In People v. Swartz, 118 Mich. 292 (76 N. W. 491), a murder case where prejudicial error was assigned on conduct of the prosecutor similar in many respects to that complained of here, it was said:
“The zeal of counsel ‘in an important and closely*543 contested criminal case is apt to lead them to extreme expressions; but where the court directs and controls the trial, and promptly checks the attorney wnen he attempts to go further than his duty calls him, and properly instructs the jury to disregard the improper remarks, the verdict should not be set aside because, before this is done, an improper sentence has dropped from the lips of counsel.”

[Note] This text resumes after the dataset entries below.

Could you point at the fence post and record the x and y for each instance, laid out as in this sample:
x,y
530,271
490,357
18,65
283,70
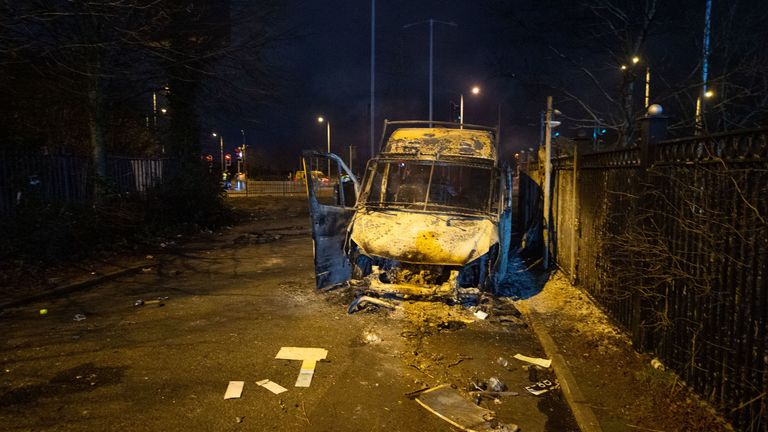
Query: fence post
x,y
574,211
653,128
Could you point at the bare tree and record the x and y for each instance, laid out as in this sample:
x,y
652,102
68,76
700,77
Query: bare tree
x,y
94,58
597,55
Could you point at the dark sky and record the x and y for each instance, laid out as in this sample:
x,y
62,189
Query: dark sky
x,y
326,70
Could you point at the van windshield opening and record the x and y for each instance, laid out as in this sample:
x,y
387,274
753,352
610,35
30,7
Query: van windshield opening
x,y
430,186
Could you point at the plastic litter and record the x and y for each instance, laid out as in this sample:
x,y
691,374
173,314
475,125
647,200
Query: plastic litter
x,y
309,358
542,387
272,386
159,301
545,363
450,405
656,364
496,385
234,390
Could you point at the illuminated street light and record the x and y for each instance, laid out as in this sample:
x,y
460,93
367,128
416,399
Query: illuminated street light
x,y
475,90
321,119
221,148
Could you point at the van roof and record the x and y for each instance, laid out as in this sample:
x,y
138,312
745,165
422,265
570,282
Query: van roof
x,y
442,142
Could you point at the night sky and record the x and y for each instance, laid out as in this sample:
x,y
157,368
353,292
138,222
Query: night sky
x,y
325,70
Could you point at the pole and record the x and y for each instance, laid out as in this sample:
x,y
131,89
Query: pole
x,y
373,71
154,109
647,87
328,130
432,23
574,211
704,68
547,178
245,161
431,61
221,151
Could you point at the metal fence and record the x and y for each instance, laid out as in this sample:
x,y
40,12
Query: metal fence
x,y
58,179
280,188
671,238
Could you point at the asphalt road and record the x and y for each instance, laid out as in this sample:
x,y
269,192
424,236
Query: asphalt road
x,y
233,301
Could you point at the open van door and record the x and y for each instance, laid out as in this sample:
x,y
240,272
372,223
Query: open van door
x,y
331,207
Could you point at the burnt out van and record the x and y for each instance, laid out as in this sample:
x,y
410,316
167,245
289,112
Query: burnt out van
x,y
430,217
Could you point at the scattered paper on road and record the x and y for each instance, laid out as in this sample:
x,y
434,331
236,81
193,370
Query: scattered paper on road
x,y
542,387
545,363
272,386
309,358
451,406
234,390
298,353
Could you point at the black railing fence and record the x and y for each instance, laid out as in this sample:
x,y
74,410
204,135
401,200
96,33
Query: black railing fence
x,y
671,239
60,179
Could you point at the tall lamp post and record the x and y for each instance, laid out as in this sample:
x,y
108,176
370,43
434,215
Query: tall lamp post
x,y
221,148
327,122
432,23
475,91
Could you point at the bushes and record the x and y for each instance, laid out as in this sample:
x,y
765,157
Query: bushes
x,y
45,233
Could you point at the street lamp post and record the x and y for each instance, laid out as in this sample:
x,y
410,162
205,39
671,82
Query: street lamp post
x,y
475,90
327,122
221,148
431,55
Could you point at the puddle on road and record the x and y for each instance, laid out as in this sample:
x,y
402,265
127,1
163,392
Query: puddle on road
x,y
84,378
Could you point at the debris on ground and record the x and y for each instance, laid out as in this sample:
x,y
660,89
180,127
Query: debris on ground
x,y
656,364
272,386
363,301
496,385
542,387
545,363
459,358
448,404
159,301
234,390
494,394
309,358
370,337
257,238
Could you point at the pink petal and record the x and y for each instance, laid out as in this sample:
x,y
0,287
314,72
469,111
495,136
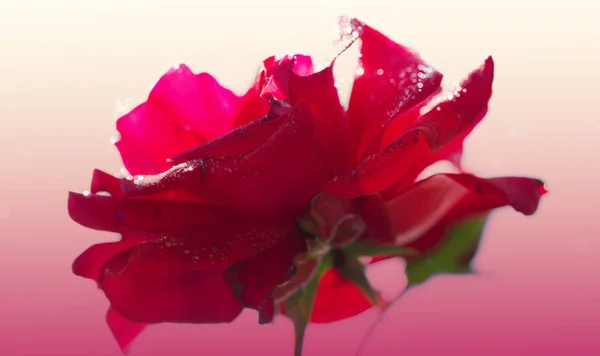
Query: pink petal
x,y
337,299
432,132
145,288
452,121
319,91
277,178
149,137
154,216
392,79
255,278
195,102
124,330
418,214
220,245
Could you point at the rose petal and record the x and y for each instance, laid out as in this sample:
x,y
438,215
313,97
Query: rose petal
x,y
238,141
144,287
149,137
154,216
452,121
295,172
252,107
89,264
437,202
196,102
432,132
124,330
392,79
329,307
219,245
254,279
319,91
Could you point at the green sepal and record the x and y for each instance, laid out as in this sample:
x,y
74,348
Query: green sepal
x,y
299,305
354,271
454,254
369,248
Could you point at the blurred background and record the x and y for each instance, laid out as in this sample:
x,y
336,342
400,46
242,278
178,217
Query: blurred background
x,y
69,68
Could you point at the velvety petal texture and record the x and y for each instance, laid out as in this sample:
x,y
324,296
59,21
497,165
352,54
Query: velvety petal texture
x,y
246,201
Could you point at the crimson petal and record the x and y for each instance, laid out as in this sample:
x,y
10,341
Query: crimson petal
x,y
196,102
149,137
220,245
329,308
295,172
431,133
392,79
420,214
452,121
145,288
254,279
124,330
319,91
154,216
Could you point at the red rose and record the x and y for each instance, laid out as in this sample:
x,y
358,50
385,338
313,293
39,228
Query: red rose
x,y
240,201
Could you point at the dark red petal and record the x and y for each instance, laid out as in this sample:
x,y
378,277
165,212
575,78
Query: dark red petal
x,y
124,330
450,122
220,245
241,140
145,288
123,214
337,299
442,199
318,90
392,79
274,79
279,177
104,182
431,133
254,279
89,264
149,137
252,107
195,102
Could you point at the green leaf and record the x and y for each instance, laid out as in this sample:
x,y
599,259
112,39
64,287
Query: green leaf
x,y
299,305
453,255
372,249
354,271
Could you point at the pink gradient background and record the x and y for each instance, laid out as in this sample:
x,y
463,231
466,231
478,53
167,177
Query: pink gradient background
x,y
65,64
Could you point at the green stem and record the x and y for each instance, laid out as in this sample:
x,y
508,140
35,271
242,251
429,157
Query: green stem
x,y
299,342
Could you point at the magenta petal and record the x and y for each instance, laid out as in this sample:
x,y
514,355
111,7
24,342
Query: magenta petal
x,y
392,79
149,137
239,141
124,330
438,130
220,245
319,91
144,287
435,203
295,172
89,264
154,216
195,102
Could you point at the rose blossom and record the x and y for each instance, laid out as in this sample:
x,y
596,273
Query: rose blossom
x,y
266,200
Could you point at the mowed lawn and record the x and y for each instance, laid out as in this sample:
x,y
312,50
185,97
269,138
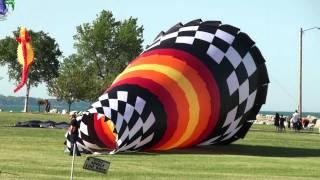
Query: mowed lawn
x,y
34,153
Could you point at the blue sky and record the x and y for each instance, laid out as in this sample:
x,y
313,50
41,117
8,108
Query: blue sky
x,y
274,26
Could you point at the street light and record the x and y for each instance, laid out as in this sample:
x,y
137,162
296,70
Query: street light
x,y
300,69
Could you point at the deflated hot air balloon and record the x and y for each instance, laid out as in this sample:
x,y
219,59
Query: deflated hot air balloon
x,y
25,55
200,83
4,7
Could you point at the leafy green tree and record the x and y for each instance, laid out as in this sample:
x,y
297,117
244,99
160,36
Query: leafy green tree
x,y
107,46
46,63
75,81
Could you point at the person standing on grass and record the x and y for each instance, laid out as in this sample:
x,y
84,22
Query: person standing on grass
x,y
295,120
73,131
277,121
281,124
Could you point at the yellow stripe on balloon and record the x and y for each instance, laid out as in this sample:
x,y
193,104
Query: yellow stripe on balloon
x,y
185,85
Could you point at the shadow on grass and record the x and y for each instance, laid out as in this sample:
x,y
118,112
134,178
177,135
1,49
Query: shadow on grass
x,y
249,150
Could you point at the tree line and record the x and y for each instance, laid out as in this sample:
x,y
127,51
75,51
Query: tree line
x,y
104,47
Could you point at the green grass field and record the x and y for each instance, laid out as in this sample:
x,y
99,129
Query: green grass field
x,y
34,153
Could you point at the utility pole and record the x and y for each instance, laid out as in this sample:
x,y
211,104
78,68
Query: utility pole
x,y
300,68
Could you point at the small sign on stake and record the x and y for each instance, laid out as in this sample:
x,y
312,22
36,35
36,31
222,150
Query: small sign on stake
x,y
95,164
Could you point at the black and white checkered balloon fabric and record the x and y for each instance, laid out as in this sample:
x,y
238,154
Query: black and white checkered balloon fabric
x,y
199,83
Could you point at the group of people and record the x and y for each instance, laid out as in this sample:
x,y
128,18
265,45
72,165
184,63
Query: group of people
x,y
279,123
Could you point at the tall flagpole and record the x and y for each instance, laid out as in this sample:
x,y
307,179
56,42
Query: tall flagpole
x,y
300,74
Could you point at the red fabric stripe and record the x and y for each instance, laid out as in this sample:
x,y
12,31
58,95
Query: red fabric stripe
x,y
103,137
204,72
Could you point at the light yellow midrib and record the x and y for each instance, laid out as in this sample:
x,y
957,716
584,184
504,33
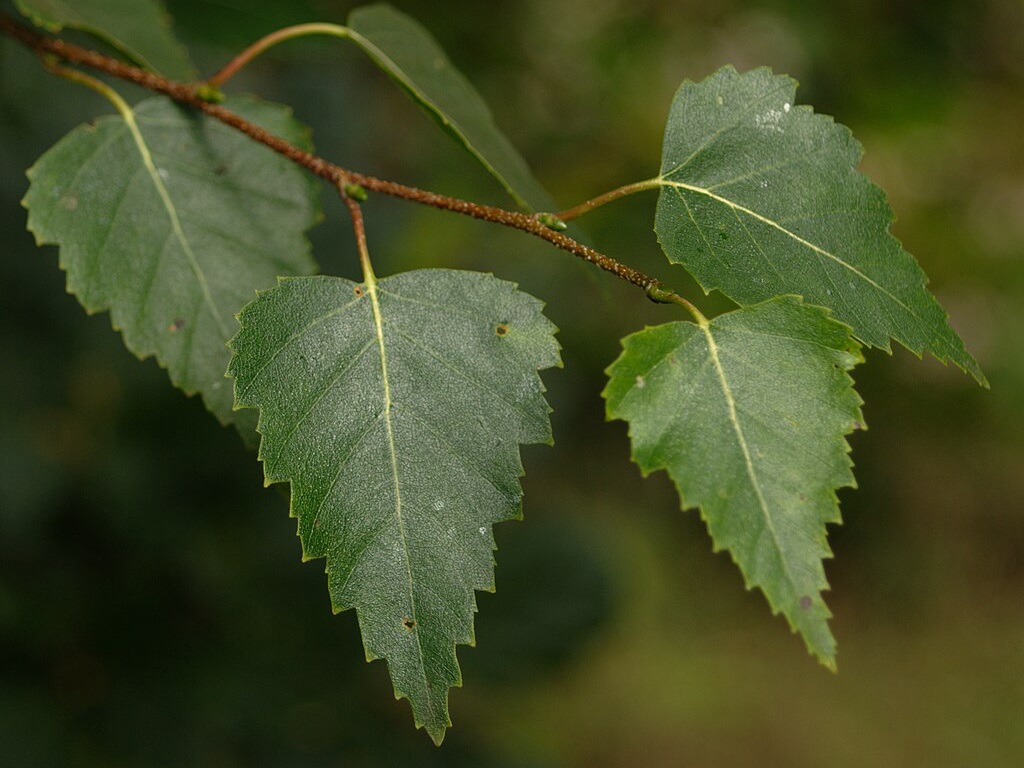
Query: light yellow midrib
x,y
371,284
143,151
774,224
740,437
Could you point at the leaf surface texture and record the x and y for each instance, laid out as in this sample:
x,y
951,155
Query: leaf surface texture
x,y
395,409
762,198
414,59
748,415
171,221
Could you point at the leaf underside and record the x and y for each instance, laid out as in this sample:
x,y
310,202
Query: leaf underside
x,y
173,226
762,198
748,415
396,410
139,29
414,59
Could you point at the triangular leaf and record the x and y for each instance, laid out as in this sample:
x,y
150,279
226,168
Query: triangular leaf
x,y
414,59
395,409
139,29
748,414
172,220
762,198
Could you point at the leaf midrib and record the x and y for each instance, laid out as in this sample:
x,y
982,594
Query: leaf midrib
x,y
736,207
748,459
172,213
371,283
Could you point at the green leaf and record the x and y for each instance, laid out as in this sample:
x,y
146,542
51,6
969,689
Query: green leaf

Further discussion of alleged errors would serve no useful purpose. An examination of this record as a whole leads to the conclusion'that the trial was impartially controlled and directed by the court, and respondent’s rights were conservatively guarded by the monitions and adverse rulings on the occasions pointed out where it is claimed improper argument or questionable testimony were attempted by the prosecution. The court’s instructions to the jury were full, explicit, and able, with especial emphasis and caution for respondent’s protection on the presumption of innocence, burden of proof, to convince each juror beyond any reasonable doubt, the rules of circumstantial evidence with particular caution as to the great care to be exercised in drawing inferences from proven facts, which could only be considered at all after each was established to their satisfaction beyond all reasonable doubt; that all assertions or suggestions not sustained by proof should be disregarded; that any testimony or admissions of respondent's prior misconduct should only be considered as bearing upon his credibility, and not as evidence of his guilt under the charge against him, saying among other things the evidence alone could be considered by them, and:
“The evidence comes from the testimony of the witnesses that you have heard here upon the stand, and you consider only that which was admitted in evidence; anything that was excluded or stricken out after it was received you will not consider. * * *
“And again let me say to you, gentlemen of the jury,*544 that, if any statements have crept into this case from which you might infer that the respondent here has been guilty of any other offense or offenses than the one that I have mentioned of forgery you will not consider them as bearing upon the guilt of the respondent in this case. The respondent is here upon trial for the offense only that is charged in the information in this case, and he is not to be prejudiced in this case, or convicted in this case, by reason of the commission of any other offense. These charges, if any, or insinuations, if any, against the respondent concerning other matters, should be wholly disregarded by you. * * * ”
We are impressed that respondent had at the hands of the court and jury a fair and impartial trial, disclosing no prejudicial error demanding reversal. Aftey examination and consideration of the entire case as disclosed by this record, we are not of the opinion that it affirmatively appears the errors complained of have resulted in a miscarriage of justice.
The conviction is therefore affirmed.